231 Pa. 68 | Pa. | 1911
Opinion by
This is an action of assumpsit for money had and received by the defendants for the use of the plaintiff, and the right to recover depends on whether the plaintiff released his “equity” in the five houses created by the agreement entered into between him and Bihlmaier in June, 1906. The question was submitted to the jury and there was a finding in favor of the plaintiff and a verdict for the amount of his claim less certain carrying charges. The court, however, entered judgment for defendants non obstante veredicto under the act of 1905 on the ground that certain language in the letter of November 26, 1907, of Mr. Brooks, the treasurer of the trust company, to plaintiff’s counsel “was a distinct offer that was accepted by Dougherty doing the work and taking the money. This acceptance is fatal to his present claim.” The plaintiff has appealed, and assigns for error the action of the court in entering judgment for the defendants.
We cannot agree with the learned court’s conclusion in holding that the letters constituted the contract between the plaintiff and the defendants. We think the agreement was partly in writing and partly in parol, and that all the evidence should have been submitted to the jury to determine the contract between the parties. This having been done and the jury having found in favor of the plaintiff, judgment should have been entered on the verdict.

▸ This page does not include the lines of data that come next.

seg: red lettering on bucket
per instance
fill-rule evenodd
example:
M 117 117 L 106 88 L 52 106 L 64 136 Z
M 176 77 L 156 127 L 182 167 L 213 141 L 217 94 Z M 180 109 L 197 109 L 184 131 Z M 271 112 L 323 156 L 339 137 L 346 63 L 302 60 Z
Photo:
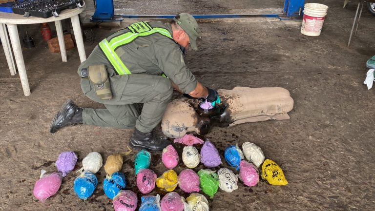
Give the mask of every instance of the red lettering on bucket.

It is equally clear that Mr. Wood, in his letter of December 11,1907, the third of the series, did not agree to accept the counterproposal contained in Mr. Brooks’s letter by which, it is claimed, that Dougherty released or waived his equity in the five houses. On the contrary, the letter .distinctly rejects the proposition and declares that Dougherty will assert his “equity” against Bihlmaier, the trust company and Sutton, the surety. It says: “Notwithstanding the terms of your letter of November 26th, I desire to state, that Mr. Dougherty will use all legal means in his power to secure for himself his full rights against Mr. Bihlmaier, the Tradesmen’s Trust Company and Mr. Sutton, the surety. I further desire to state, that, upon behalf of Mr. Dougherty, we will endeavor to hold the Tradesmen’s Trust Company to. a strict accountability in the matter of the disposition of the houses, and I would suggest that they shall not be sold for any sum which will not net an amount sufficient to pay, inter alia, my client.”
The proposition contained in the Brooks letter that Dougherty should complete the work is referred to by Mr.
It will be observed that the letters themselves do not show any express release or renunciation of the “equity” held by Dougherty in the five houses secured by his contract with Bihlmaier. Mr. Wood’s first letter, by its request for subrogation, clearly shows that Dougherty claimed something beyond the $2,900. Conceding that the effect of the last paragraph in Mr. Brooks’s letter of November 26 would be to waive Dougherty’s “equity” in the houses, as held by the learned court below, there was no acceptance of that proposition by the plaintiff, either in writing or by parol. The letter of December 11 expressly negatives any thought on the part of Dougherty of renouncing his right to this “equity” in the houses. The parol testimony was ample to justify the jury in finding, as they did, that Dougherty did not waive or intend to waive his claim or lien on the five houses, and that the contract, as disclosed by the letters and the parol testimony, was simply that Dougherty should complete the plumbing work for $2,900 to be paid to him by the trust company as the work progressed. When the circumstances of the case, existing at the time of Bihlmaier’s failure, are considered, it is unreasonable to suppose that Dougherty agreed to waive his claim on the five houses. He had at that time done work on which there were due and unpaid $1,150, and work of the value of $1,900 was yet to be done to complete the contract, or $3,050 in all, beside the $2,600. If the contention of the defendants be correct, he agreed in consideration of the payment of $2,900 to do the balance of the work and also release his claim for $2,600. Such a proposition would certainly not present itself very favorably to the judgment of a practical business man. The trust company was obligated to complete the buildings, and Dougherty was required by his bond to complete the plumbing in accordance with his contract. Each party, therefore, was required to complete his contract. There is no apparent reason why
If it be contended that Mr. Brooks’s offer in his letter of November 26, 1907, was accepted by the conduct or acts of the plaintiff, it would still be a question for the jury whether such conduct or acts amounted to an acceptance. The contract would have to be ascertained from the letters and the acts of the parties, and in such case the question is for the jury and not for the court: McClure v. Times Publishing Co., 169 Pa. 213.
We think it was error for the learned court below to enter judgment for the defendants notwithstanding the verdict, and, therefore, the judgment is reversed, and the court below is directed to enter judgment on the verdict for the plaintiff and against the defendants.